Programmes such as Pfumvudza/Intwasa have increased farmers’ resilience against climate change-induced droughts and improved yields in the rural communities of Zimbabwe where it has been implemented.

This has seen farmers fully embrace the Pfumvudza/Intwasa concept to realise high yields and improve food security.

According to Mr Nzwere, the company’s sales volume for the year under review declined by 10 percent as a result of the El Niño-induced drought. The dry spell negatively impacted maize and soya seed sales.

He believes the drought dampened cropping plans, as farmers tried to avoid the risk of crop failure because of moisture stress.

However, the group anticipates a rebound in seed demand during the 2024/2025 agricultural season, largely driven by positive rainfall forecasts, as people need to refill their granaries.

“The anticipated favourable weather conditions as El Niño transitions to La Niña in the upcoming season will drive the group to retain lost volumes.

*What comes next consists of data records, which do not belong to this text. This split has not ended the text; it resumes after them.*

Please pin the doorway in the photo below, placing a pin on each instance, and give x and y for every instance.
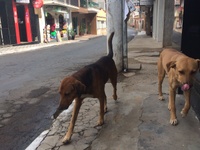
(21, 22)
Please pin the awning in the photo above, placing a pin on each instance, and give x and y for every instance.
(71, 7)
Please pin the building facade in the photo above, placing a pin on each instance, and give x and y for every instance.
(28, 21)
(18, 22)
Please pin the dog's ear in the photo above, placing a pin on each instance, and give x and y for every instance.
(198, 61)
(170, 65)
(80, 88)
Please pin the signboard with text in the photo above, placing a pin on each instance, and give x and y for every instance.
(23, 1)
(146, 2)
(37, 3)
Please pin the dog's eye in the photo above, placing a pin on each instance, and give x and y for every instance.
(181, 72)
(67, 94)
(193, 72)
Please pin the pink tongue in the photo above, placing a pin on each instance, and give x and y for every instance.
(185, 87)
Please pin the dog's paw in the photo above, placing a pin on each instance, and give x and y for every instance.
(169, 107)
(174, 121)
(66, 141)
(100, 123)
(183, 113)
(115, 97)
(161, 98)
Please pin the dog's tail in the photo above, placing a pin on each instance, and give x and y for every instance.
(110, 53)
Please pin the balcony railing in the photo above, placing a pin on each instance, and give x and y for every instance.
(93, 5)
(90, 4)
(60, 1)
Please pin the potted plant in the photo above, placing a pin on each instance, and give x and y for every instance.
(72, 34)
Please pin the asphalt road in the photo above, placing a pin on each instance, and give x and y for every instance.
(29, 85)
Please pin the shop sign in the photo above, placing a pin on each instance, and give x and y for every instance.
(37, 3)
(177, 2)
(23, 1)
(146, 2)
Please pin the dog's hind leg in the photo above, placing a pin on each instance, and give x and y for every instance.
(102, 107)
(186, 107)
(113, 81)
(68, 135)
(161, 75)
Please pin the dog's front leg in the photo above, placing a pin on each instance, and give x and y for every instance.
(76, 109)
(186, 107)
(171, 106)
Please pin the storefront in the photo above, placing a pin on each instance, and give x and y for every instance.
(18, 24)
(57, 18)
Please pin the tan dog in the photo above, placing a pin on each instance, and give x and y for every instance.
(88, 82)
(180, 70)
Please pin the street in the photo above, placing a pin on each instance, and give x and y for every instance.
(29, 87)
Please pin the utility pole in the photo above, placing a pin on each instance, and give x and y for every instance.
(117, 24)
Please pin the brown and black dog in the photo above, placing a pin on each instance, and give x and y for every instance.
(88, 82)
(180, 70)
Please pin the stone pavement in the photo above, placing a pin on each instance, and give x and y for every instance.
(137, 120)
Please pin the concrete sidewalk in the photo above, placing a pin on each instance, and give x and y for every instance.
(136, 121)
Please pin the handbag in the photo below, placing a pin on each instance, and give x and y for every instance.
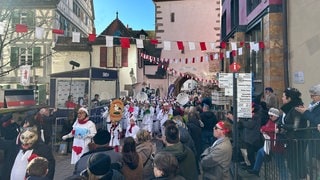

“People will need to refill their granaries, which have been decimated because of the drought that we faced. Therefore, we are expecting a huge demand as they try to refill their granaries.

“On the supply side, we have adequate seed to supply the market,” he said.

Mr Nzwere said the group was adequately stocked, with 28 000 tonnes at the close of the year under review. This included estimated deliveries that were more than adequate for the local market and to satisfy the 8 100 tonnes of confirmed export orders.

He said 6 100 tonnes of wheat and 852 tonnes of barley have already been sold this winter and delivery of export orders is underway.

“Seed deliveries and processing are ongoing in Zimbabwe and the region. Drought impacted production adversely, and yields were expected to be a third lower than planned, but we have significant carryover stocks, mainly in Zimbabwe, to help plug shortages in the region.

“Overall, group stocks are adequate and the immediate task is ensuring timely movement of seed from surplus markets to deficit markets,” he added.

Meanwhile, Mr Nzwere said the company was largely funding its business with short-term borrowings from local banks, as lack of liquidity in the market is impacting its ability to secure long-term facilities for working capital.

He noted that the short-term borrowings from local banks comprised a combination of ZiG and US dollar facilities, but the banks are illiquid.

“The banks will sign up a facility with you for US$5 million to fund your business, but when the time comes to draw down that facility, say probably I need US$1 million out of that US$5 million facility, they don’t have the liquidity. This is what we are finding,” he said.

Research firm FBC Securities, in its review of Seed Co Limited’s financials, said the company’s reach spreads across various markets in Africa, which neutralised losses that could have been suffered if it was relying only on the local market, as increased export sales cushioned the group against depressed local demand.

“The company’s association with Seed Co International, Prime Seed Co and Quton is generating positive gains, with a circa ZWL$25,78 billion profit share having been earned by Seed Co Limited during the year under review.

“As a result, the company’s profitability firmed by 8 percent, notwithstanding the subdued volumes and increased costs of financing and other inflation-driven operating expenses,” FBC Securities said.

It noted that growing investments in research and development aimed at producing climate-responsive products and anticipated favourable weather conditions, as El Niño transitions to La Niña next season, are expected to boost demand for Seed Co’s products and improve shareholder value.